Monday, June 01, 2009

A Day On a Cali Campus: Tuan and Tolerance Idol

In the last post I talked about encountering Edgar who has made family the end goal of his life. One of the other students I met, Tuan, has made tolerance his end goal.

Jon, a Virginia Tech student, and I listened to Tuan talk about how much he appreciated Christians, Muslims, Buddhists, and so on. He tolerates all religions.

Tolerance is the air that post-modern students breathe. It sounds so good on the outside, but is one of the most destructive ideas on the college campus right now. Tolerance is the idea we should accept the beliefs or worldviews of everyone. It's the belief that there are many roads to heaven as well as many ways to live.

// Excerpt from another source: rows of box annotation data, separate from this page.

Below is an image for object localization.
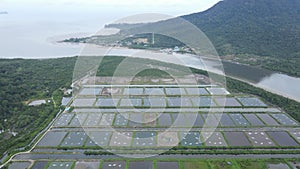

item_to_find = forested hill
[182,0,300,58]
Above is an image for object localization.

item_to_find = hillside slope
[182,0,300,58]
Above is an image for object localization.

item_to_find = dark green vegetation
[183,0,300,76]
[97,56,191,78]
[0,58,76,158]
[121,33,185,49]
[102,0,300,77]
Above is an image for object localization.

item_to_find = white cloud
[0,0,219,15]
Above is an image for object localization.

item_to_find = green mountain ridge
[182,0,300,58]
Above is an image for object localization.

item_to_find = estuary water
[0,6,300,101]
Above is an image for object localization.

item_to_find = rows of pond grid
[37,130,300,148]
[79,87,230,96]
[72,96,267,108]
[73,87,267,107]
[54,113,298,128]
[8,159,300,169]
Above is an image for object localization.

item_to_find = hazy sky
[0,0,219,16]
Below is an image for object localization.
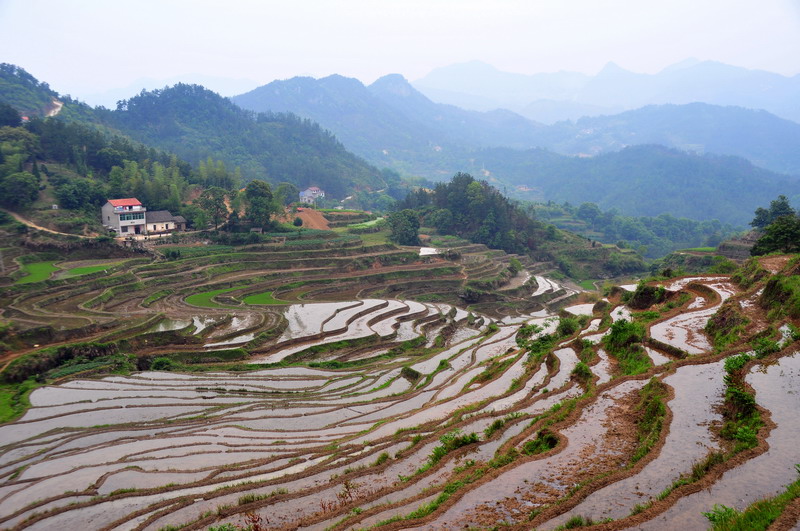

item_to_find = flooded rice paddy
[0,276,800,530]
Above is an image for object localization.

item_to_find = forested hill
[0,63,386,197]
[0,63,58,116]
[232,74,541,159]
[474,145,800,226]
[537,103,800,175]
[398,173,646,278]
[97,84,385,197]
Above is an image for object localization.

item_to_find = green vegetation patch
[14,260,59,284]
[184,286,242,308]
[631,378,669,464]
[603,319,652,375]
[64,262,120,277]
[0,379,40,423]
[703,465,800,531]
[242,291,288,304]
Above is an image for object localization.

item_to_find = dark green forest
[532,201,738,258]
[97,84,386,198]
[390,173,645,278]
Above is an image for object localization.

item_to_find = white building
[101,197,147,235]
[101,197,186,235]
[300,186,325,205]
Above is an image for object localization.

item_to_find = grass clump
[522,429,558,455]
[417,428,478,474]
[483,419,506,439]
[0,378,41,424]
[603,319,652,375]
[631,378,668,464]
[703,465,800,531]
[570,361,592,383]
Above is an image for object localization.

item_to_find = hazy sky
[0,0,800,99]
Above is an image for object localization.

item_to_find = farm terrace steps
[0,260,800,529]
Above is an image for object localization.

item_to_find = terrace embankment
[0,230,800,530]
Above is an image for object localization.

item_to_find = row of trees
[399,173,547,253]
[750,195,800,256]
[532,201,735,258]
[0,104,299,232]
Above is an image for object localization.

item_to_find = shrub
[556,317,580,337]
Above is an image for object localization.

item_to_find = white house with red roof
[300,186,325,205]
[101,197,147,235]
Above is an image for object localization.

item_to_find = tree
[576,203,602,226]
[275,183,300,205]
[0,171,39,208]
[386,209,419,245]
[750,215,800,256]
[244,180,280,227]
[197,186,228,230]
[0,102,22,127]
[750,195,795,230]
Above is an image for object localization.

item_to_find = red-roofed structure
[108,197,142,207]
[300,186,325,205]
[100,197,186,235]
[100,197,147,234]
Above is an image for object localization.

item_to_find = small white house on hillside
[100,197,186,235]
[100,197,147,234]
[300,186,325,205]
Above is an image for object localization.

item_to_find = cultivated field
[0,233,800,530]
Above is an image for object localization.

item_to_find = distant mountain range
[232,70,800,178]
[0,65,800,226]
[413,59,800,123]
[232,74,800,225]
[0,63,388,198]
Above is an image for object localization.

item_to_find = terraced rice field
[0,239,800,530]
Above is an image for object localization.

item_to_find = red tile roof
[108,197,142,206]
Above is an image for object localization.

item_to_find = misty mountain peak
[597,61,633,77]
[369,74,417,98]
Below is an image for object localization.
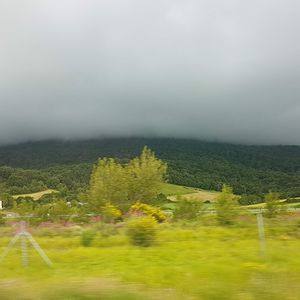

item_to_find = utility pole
[256,212,266,258]
[0,221,53,267]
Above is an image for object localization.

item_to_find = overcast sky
[0,0,300,144]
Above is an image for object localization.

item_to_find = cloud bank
[0,0,300,144]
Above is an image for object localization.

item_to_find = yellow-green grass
[160,183,197,196]
[0,219,300,300]
[169,189,220,202]
[13,189,57,200]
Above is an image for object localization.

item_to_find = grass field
[0,215,300,300]
[160,183,197,196]
[13,189,57,200]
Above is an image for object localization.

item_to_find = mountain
[0,138,300,197]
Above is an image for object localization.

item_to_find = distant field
[13,189,57,200]
[160,183,198,196]
[162,184,220,202]
[0,215,300,300]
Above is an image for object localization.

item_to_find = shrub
[81,229,96,247]
[126,217,157,247]
[216,185,237,225]
[130,202,167,223]
[174,197,203,220]
[0,213,5,226]
[101,204,122,222]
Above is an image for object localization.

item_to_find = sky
[0,0,300,145]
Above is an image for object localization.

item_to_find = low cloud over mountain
[0,0,300,144]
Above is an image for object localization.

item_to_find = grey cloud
[0,0,300,144]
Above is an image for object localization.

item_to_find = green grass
[0,216,300,300]
[160,183,197,196]
[13,189,58,200]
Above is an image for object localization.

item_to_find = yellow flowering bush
[102,204,122,222]
[126,217,157,247]
[130,202,167,223]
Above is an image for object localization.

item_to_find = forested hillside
[0,138,300,197]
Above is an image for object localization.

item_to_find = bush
[174,197,203,220]
[0,213,5,226]
[215,185,237,225]
[130,202,167,223]
[126,217,157,247]
[81,229,96,247]
[101,204,122,223]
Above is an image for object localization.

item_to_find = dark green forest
[0,138,300,197]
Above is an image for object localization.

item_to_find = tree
[174,196,203,220]
[88,147,166,212]
[216,184,237,225]
[126,147,167,203]
[89,158,128,212]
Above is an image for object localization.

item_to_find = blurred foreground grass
[0,217,300,300]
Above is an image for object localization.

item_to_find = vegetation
[0,218,300,300]
[216,184,237,225]
[174,196,203,220]
[0,138,300,200]
[87,147,166,212]
[126,217,157,247]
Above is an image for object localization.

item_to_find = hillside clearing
[12,189,58,200]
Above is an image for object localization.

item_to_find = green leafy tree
[88,147,166,212]
[174,196,203,220]
[126,147,167,203]
[88,158,128,212]
[216,185,237,225]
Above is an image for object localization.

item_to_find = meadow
[0,213,300,300]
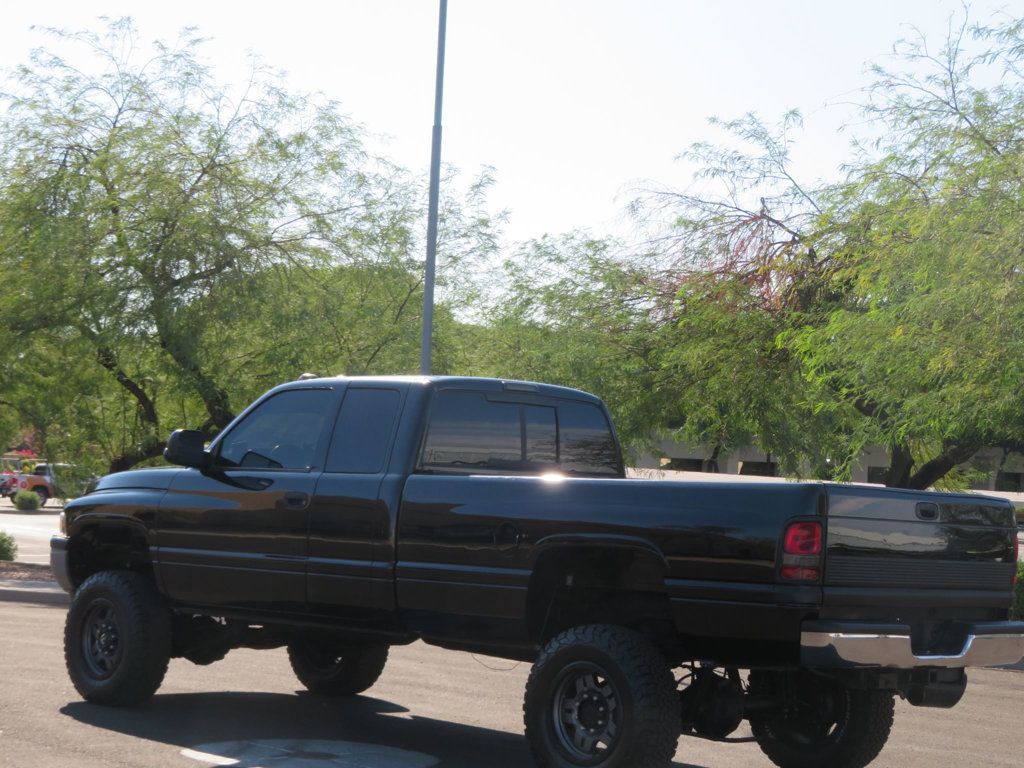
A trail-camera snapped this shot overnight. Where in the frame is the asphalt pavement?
[0,499,60,563]
[0,602,1024,768]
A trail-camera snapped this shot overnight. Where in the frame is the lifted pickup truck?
[51,377,1024,768]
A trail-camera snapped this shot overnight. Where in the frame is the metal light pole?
[420,0,447,376]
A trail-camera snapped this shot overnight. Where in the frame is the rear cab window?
[418,389,623,477]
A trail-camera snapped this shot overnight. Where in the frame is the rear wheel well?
[526,546,681,657]
[68,524,153,587]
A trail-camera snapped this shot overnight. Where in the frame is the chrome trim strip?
[800,632,1024,669]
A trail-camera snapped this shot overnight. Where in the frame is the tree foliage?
[0,20,495,470]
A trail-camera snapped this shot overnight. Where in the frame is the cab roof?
[278,376,603,404]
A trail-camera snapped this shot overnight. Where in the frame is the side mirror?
[164,429,210,469]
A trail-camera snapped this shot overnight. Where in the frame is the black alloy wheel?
[551,662,623,765]
[523,625,680,768]
[65,570,172,706]
[81,599,124,680]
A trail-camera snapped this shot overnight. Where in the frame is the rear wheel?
[523,625,679,768]
[750,671,894,768]
[65,570,171,706]
[288,640,388,696]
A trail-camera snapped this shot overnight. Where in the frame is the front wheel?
[288,640,388,696]
[523,625,679,768]
[750,671,894,768]
[65,570,171,707]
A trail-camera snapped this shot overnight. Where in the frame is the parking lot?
[0,602,1024,768]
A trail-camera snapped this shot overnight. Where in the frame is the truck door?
[306,383,406,629]
[156,385,340,613]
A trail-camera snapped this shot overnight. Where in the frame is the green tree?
[630,16,1024,488]
[0,20,495,470]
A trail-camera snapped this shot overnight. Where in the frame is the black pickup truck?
[51,377,1024,768]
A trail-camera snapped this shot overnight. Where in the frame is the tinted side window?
[558,402,620,475]
[217,389,334,469]
[422,391,522,468]
[326,388,401,474]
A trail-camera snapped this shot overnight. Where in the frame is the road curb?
[0,579,71,607]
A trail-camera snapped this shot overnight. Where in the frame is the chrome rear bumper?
[800,622,1024,669]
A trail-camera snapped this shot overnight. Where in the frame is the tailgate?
[824,485,1017,607]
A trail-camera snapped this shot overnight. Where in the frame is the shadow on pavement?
[60,692,699,768]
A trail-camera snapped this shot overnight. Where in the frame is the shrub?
[14,490,40,512]
[1011,562,1024,622]
[0,530,17,560]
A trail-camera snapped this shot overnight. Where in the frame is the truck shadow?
[60,692,701,768]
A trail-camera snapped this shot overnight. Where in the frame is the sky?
[0,0,1024,240]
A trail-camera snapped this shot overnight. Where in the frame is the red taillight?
[782,522,821,555]
[779,521,821,582]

I told Tuan that tolerance at first glance seems like the most ultimate form of love. But, when you put tolerance through a “real life grid” its weaknesses are exposed. For example, if a father or mother does not have a worldview for his kids to grow up in, the family will fall apart. If every idea that the kids acted on was tolerated by the parents, it would end up bringing chaos to everyone's life. True love is shown when the kids are restricted to listening to and following their parent's wisdom. The way which seems narrow to the kids is actually the best way.

To use another example, if a patient has cancer and is in need of chemo or radiation, why would he/she want the doctor to tell them that there are other people out there with other alternatives – such as “positive thinking”? Would that be a loving thing to say or do? Of course not.

Christianity is amazing. It is the only religion in the world in which God came to the earth Himself to clear up the confusion on truth. He said, “I am the way.” This leads us not to speculation, but to revelation.

Yes, Jesus' message is narrow (exclusive), but it is also good news since it offered for everyone (inclusive). When we worship Jesus and trust in Him as the only way to salvation, it makes life much less confusing.

When every answer is right, no answer can be right. That's what tolerance promotes - a false sense of love by accepting everything. But in the process, everyone stays blind because no one has knows anything for sure.